الثلاثاء، 3 أبريل 2012

Hypothyrodism


Hypothyrodism
This may occur in severely anemic and/or iron overload patients. Usually appearing in the second decade of life. The condition is uncommon in optimally treated patients (De Sanctis, 1998).
Thyroid dysfunction has been reported in 18-60℅ of thalassemic patients, but severity is variable in different series. Some studies reported a high prevalence reaching 17-18%, others reported a low incidence of 0-9% (Pantelakis, 1994). 
Signs and symptoms:
Pre-clinical hypothyroidism is asymptomatic. In mild and overt hypothyroidism, symptoms such as growth retardation, decreased activity, above normal weight, constipation and reduced school performance, cardiac failure and pericardial effusion may be encountered. The incidence of hypothyroidism is slightly higher in females. Typically the thyroid gland is not palpable, thyroid antibodies are negative and thyroid ultrasonography show an irregular echo pattern with thickening of the capsule (De Sanctis, 1998).
Three types of thyroid dysfunction have been recognized: pre-clinical – the classical symptoms of hypothyroidism are absent; the serum FT4 is normal; TSH marginally increased and TSH response to TRH is increased; mild hypothyroidism - growth retardation, tiredness and dry skin may be present, serum FT4 is marginally low whilst TSH is elevated and TSH response to TRH is exaggerated. In severe hypothyroidism - short stature, decreased activity, dry skin, cardiac failure and pericardial effusion may be present. The serum FT4 is low, TSH elevated and TSH response to TRH is exaggerated. Treatment depends on the severity of the organ failure (De Sanctis, 2008).

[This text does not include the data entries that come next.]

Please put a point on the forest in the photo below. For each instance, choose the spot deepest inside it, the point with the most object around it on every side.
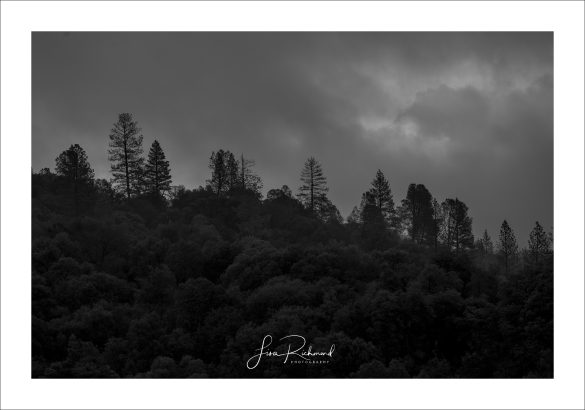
(134, 277)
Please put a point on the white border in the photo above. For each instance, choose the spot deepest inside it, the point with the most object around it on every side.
(20, 18)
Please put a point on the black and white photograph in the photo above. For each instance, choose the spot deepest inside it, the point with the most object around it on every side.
(306, 205)
(292, 205)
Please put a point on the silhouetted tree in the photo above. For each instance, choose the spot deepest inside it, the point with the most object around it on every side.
(283, 192)
(486, 246)
(380, 196)
(457, 225)
(72, 164)
(248, 180)
(312, 193)
(157, 173)
(125, 153)
(219, 181)
(232, 170)
(417, 213)
(355, 216)
(538, 243)
(508, 248)
(438, 217)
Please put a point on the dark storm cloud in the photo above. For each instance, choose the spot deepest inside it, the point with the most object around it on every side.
(467, 114)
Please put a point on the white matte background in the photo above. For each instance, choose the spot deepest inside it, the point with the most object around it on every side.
(20, 18)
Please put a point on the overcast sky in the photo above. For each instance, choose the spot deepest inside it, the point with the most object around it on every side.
(466, 114)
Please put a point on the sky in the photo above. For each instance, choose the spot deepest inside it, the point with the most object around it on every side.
(469, 115)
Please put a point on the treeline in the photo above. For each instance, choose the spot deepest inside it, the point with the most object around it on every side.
(420, 217)
(135, 277)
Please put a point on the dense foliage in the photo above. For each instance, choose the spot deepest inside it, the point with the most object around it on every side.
(189, 285)
(142, 289)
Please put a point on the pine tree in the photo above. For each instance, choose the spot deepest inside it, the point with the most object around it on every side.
(125, 153)
(247, 179)
(380, 196)
(508, 246)
(72, 164)
(486, 243)
(457, 225)
(417, 213)
(157, 173)
(313, 191)
(355, 217)
(232, 171)
(538, 243)
(437, 222)
(219, 181)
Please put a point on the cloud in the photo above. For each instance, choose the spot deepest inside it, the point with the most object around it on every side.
(467, 114)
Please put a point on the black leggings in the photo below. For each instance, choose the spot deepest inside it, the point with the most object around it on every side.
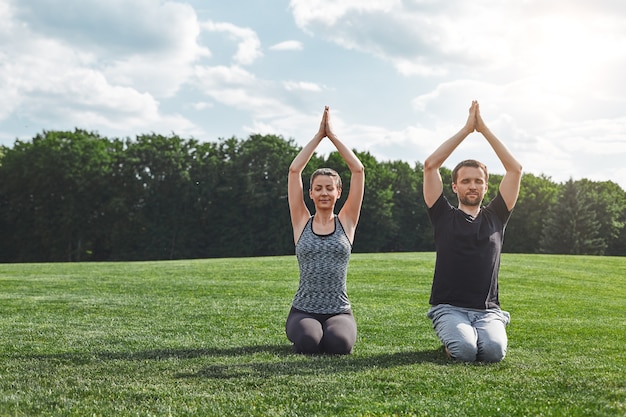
(321, 333)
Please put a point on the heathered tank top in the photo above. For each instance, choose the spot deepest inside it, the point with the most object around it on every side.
(323, 262)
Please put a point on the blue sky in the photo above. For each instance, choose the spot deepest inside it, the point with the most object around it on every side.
(398, 76)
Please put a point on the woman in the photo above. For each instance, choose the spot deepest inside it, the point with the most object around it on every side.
(321, 318)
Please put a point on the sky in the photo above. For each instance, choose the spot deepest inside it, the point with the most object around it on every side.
(398, 76)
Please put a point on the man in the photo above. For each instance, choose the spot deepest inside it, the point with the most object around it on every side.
(465, 309)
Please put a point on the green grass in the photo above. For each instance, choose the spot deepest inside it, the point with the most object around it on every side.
(206, 337)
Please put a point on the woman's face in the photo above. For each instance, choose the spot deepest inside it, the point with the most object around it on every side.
(324, 192)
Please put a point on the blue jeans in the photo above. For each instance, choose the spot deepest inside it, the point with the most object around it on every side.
(471, 335)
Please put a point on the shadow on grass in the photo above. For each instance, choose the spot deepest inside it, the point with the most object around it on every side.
(282, 361)
(294, 364)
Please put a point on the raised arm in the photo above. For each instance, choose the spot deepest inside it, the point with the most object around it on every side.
(433, 184)
(299, 212)
(510, 185)
(351, 210)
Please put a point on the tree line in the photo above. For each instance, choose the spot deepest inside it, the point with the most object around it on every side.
(77, 196)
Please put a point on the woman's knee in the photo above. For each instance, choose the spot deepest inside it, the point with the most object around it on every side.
(337, 344)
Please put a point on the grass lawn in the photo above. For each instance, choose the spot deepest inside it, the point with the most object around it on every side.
(206, 337)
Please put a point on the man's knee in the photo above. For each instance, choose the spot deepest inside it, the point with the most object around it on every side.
(492, 351)
(462, 350)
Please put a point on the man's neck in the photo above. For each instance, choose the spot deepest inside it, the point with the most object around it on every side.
(470, 210)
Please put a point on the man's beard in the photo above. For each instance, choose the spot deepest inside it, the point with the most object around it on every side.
(470, 202)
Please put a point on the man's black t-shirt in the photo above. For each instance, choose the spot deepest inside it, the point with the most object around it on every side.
(468, 254)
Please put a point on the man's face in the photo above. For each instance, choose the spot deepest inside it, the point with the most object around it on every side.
(470, 186)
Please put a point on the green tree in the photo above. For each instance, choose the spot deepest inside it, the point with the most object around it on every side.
(524, 230)
(53, 192)
(571, 226)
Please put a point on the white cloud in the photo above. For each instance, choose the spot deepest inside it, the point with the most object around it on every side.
(302, 86)
(248, 43)
(287, 46)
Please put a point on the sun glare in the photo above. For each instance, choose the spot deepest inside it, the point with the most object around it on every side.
(564, 51)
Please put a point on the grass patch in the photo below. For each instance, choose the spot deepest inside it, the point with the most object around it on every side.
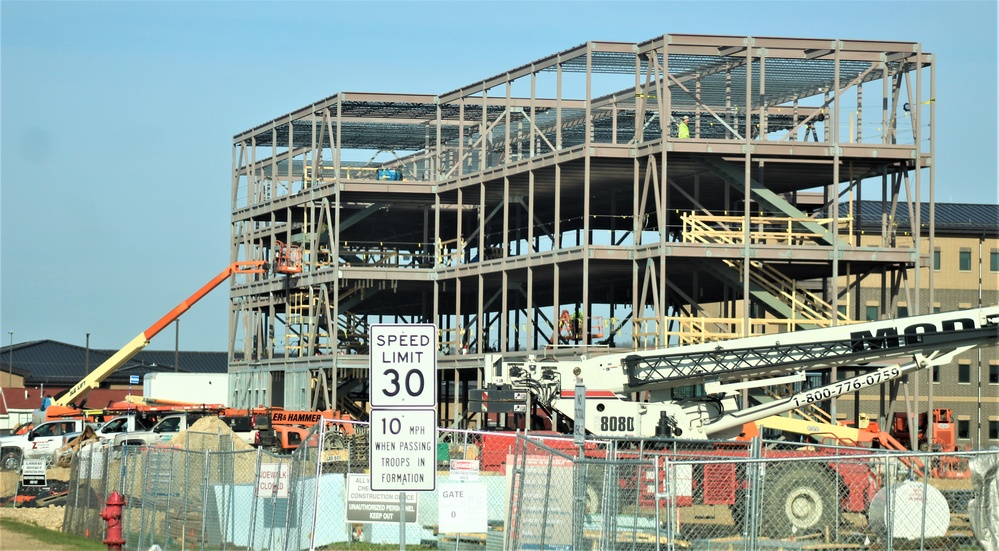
(52, 537)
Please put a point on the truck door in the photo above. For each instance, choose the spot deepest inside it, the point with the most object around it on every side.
(47, 438)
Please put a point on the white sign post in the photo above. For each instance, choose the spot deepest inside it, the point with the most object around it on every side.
(33, 472)
(403, 382)
(461, 508)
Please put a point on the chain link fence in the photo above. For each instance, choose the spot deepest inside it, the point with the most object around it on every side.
(212, 491)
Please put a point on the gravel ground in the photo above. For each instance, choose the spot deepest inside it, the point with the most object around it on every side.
(48, 517)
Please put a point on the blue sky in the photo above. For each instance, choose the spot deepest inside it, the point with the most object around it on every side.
(117, 121)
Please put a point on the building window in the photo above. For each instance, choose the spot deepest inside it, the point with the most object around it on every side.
(965, 260)
(963, 428)
(872, 313)
(964, 373)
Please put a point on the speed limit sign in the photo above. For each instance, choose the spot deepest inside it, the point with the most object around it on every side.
(403, 366)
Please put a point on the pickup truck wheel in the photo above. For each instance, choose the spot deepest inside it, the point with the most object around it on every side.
(800, 500)
(10, 460)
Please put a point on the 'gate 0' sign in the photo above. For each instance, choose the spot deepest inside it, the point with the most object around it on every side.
(403, 366)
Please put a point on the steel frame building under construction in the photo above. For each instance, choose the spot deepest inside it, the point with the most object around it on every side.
(553, 210)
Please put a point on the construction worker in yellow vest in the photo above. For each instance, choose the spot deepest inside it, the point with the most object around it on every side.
(684, 131)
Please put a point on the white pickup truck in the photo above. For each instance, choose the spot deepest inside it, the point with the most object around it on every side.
(169, 426)
(41, 441)
(120, 425)
(161, 432)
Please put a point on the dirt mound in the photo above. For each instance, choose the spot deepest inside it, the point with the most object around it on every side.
(206, 433)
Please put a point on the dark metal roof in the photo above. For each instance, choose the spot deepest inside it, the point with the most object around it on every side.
(951, 218)
(54, 363)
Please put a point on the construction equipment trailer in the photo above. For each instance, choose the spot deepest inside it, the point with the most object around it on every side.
(695, 393)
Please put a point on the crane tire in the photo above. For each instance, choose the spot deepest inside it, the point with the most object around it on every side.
(798, 500)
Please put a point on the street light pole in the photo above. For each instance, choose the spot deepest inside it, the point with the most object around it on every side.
(10, 360)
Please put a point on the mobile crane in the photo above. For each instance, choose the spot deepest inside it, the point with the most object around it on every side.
(62, 407)
(692, 393)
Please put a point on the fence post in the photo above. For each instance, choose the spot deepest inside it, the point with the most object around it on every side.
(251, 539)
(319, 470)
(204, 499)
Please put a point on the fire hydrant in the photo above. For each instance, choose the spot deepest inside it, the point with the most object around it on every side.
(112, 516)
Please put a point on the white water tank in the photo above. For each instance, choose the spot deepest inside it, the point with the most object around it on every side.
(909, 521)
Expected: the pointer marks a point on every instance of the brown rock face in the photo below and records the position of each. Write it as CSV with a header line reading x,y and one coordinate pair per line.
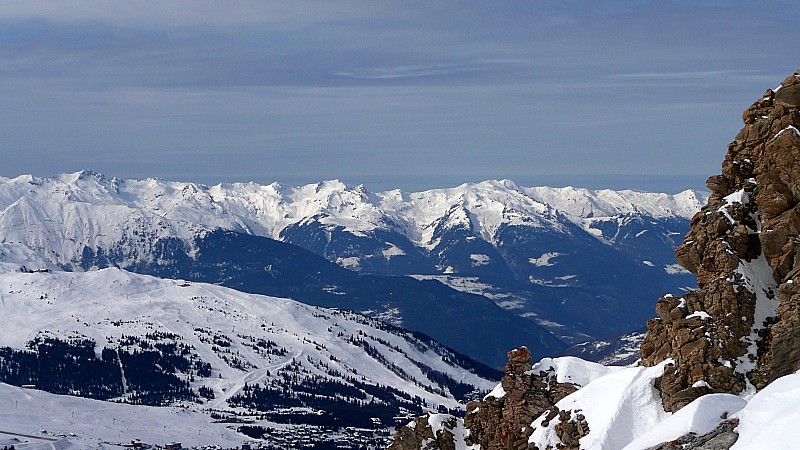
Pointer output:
x,y
744,247
421,436
505,422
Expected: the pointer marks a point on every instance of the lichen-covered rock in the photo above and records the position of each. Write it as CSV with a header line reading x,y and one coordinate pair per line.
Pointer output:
x,y
428,432
744,247
720,438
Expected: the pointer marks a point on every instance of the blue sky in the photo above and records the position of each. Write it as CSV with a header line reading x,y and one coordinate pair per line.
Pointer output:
x,y
410,94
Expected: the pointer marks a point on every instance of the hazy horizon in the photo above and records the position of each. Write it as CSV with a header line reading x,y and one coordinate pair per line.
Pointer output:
x,y
395,94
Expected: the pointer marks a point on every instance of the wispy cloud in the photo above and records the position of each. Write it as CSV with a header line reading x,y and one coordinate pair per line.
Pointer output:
x,y
683,75
427,70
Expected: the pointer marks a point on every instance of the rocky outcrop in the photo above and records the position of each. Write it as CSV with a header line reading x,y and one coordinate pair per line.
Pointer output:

Annual investigations of thyroid function is recommended, beginning at the age of 12 years. Free T4 and TSH are the key investigations. The majority of patients have primary thyroid dysfunction. Secondary hypothyroidism caused by iron-mediated damage of the pituitary gland occurs very rarely (De Sanctis, 1998).
Treatment:
For severely affected patients gradual replacement with L-thyroxine is recommended. In mild hypothyroidism the decision to treat depends on each individual case. Preclinical hypothyroidism requires only careful follow-up. In these cases, it was observed that a good compliance to chelation therapy in iron overloaded patients may improve the thyroid function. In 52% of thalassemic patients with preclinical hypothyroidism the thyroid function was restored to normal following intensive subcutaneous chelation therapy (De Sanctis, 2008).